From: James Knott via Talk <talk@lists.gtalug.org>
We didn't have any Wyse terminals, mostly DEC & Data Generals, though we also had a bunch on Ontel smart terminals, which, IIRC, were made in Canada. I also used to work on some really dumb (retarded? 😉) terminals that had absolutely no smarts and relied on a Data General Nova to do simple text editing, etc.. These were so old they used an acoustic delay line for memory!
All I can find about Ontel seems to be about smart terminals, like the OP-1. You must have had an earlier model. To use an acoustic delay line, they must have been really really old. You would know better than I because you repaired them. I remember IBM 2260 display terminals. A bank of them was driven by one controller. The controller used an acoustic delay line for the screen memory. (I had always been told that it was a magneto-restrictive delay line, but Wikipedia says otherwise). This terminal system was introduced in 1964, before IBM used integrated circuits. <https://en.wikipedia.org/wiki/IBM_2260> By the time that "glass TTYs" came on the scene, ICs were available and other forms of memory were used. I remember getting a large shift-register memory from a Datapoint terminal (the Intel 8008 architecture matches the Datapoint 2200's processor). Remember that a dumb terminal only needed 24 x 80 characters of buffer.
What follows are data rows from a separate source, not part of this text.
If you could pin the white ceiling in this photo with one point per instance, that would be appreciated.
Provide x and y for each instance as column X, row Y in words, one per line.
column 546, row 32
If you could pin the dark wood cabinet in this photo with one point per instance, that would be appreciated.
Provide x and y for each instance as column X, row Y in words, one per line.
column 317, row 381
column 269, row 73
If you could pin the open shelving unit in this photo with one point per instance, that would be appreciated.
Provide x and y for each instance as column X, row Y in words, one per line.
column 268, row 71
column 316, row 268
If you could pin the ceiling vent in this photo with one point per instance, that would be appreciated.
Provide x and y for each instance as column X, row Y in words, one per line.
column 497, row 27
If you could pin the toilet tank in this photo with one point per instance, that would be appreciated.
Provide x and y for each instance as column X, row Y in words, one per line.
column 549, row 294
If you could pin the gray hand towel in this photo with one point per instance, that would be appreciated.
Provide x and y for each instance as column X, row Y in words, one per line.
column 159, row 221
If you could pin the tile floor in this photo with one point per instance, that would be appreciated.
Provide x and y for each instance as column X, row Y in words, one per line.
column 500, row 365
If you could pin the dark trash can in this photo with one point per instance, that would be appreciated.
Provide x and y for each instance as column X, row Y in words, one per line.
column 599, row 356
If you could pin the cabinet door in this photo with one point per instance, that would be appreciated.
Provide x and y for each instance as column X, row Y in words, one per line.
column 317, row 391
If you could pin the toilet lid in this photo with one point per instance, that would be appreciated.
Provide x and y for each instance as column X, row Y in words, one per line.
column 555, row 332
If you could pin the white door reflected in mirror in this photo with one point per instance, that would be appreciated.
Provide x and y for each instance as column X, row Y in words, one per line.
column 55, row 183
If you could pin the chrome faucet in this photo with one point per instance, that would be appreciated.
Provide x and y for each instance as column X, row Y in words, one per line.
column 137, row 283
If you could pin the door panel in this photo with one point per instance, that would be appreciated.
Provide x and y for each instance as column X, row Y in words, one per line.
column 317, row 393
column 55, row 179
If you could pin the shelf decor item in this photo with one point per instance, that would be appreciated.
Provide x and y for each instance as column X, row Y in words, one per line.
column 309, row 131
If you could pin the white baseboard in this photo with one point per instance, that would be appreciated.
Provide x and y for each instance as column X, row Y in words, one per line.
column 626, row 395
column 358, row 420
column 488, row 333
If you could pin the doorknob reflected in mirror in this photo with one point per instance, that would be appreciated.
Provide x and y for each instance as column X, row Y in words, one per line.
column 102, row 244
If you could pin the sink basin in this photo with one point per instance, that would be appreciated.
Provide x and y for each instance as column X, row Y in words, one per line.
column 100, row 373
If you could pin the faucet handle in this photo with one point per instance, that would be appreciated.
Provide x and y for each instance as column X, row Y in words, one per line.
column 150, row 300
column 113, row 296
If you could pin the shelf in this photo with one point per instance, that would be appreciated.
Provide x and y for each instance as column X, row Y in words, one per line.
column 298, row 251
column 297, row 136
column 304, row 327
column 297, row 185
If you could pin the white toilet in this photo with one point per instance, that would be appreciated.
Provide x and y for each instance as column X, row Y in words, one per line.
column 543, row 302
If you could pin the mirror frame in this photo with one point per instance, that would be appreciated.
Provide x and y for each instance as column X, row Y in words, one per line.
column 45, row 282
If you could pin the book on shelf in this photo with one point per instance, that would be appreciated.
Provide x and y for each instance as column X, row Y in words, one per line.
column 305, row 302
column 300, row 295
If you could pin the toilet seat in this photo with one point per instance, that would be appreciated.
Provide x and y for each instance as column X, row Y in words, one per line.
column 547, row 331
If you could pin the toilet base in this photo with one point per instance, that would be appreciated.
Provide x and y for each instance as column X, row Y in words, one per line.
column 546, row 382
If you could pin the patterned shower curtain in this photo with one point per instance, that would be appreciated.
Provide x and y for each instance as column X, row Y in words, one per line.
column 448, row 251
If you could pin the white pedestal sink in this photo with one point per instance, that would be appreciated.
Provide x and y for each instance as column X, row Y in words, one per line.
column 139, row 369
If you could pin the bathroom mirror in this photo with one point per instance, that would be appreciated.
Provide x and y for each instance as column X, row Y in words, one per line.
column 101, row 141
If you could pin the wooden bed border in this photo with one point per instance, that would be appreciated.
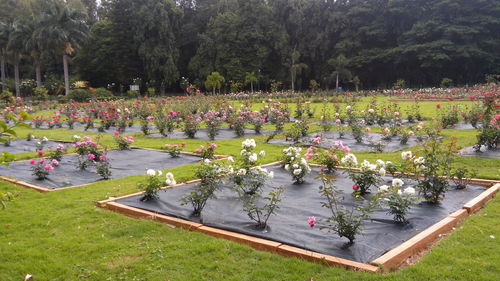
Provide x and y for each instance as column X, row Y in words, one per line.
column 387, row 262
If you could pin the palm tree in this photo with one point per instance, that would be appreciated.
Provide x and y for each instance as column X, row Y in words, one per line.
column 4, row 40
column 16, row 43
column 63, row 28
column 33, row 46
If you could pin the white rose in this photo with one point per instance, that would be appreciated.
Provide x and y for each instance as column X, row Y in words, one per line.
column 409, row 190
column 381, row 172
column 252, row 158
column 397, row 183
column 383, row 188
Now we expect bit-mapped displays -- much larger frame buffers. Those display architectures were held back by memory costs. I used a Tektronix terminal on a PDP-8/i (1968/1969). It used a storage CRT so that it didn't need to have a buffer! It felt a bit like using an e-ink display because the whole screen had to be rewritten to make a change (additions didn't require a refresh). The PDP-8/i software was written for a teletype, so basically the user would clear the screen when it filled up -- sort of like putting a new piece of paper in a teletype.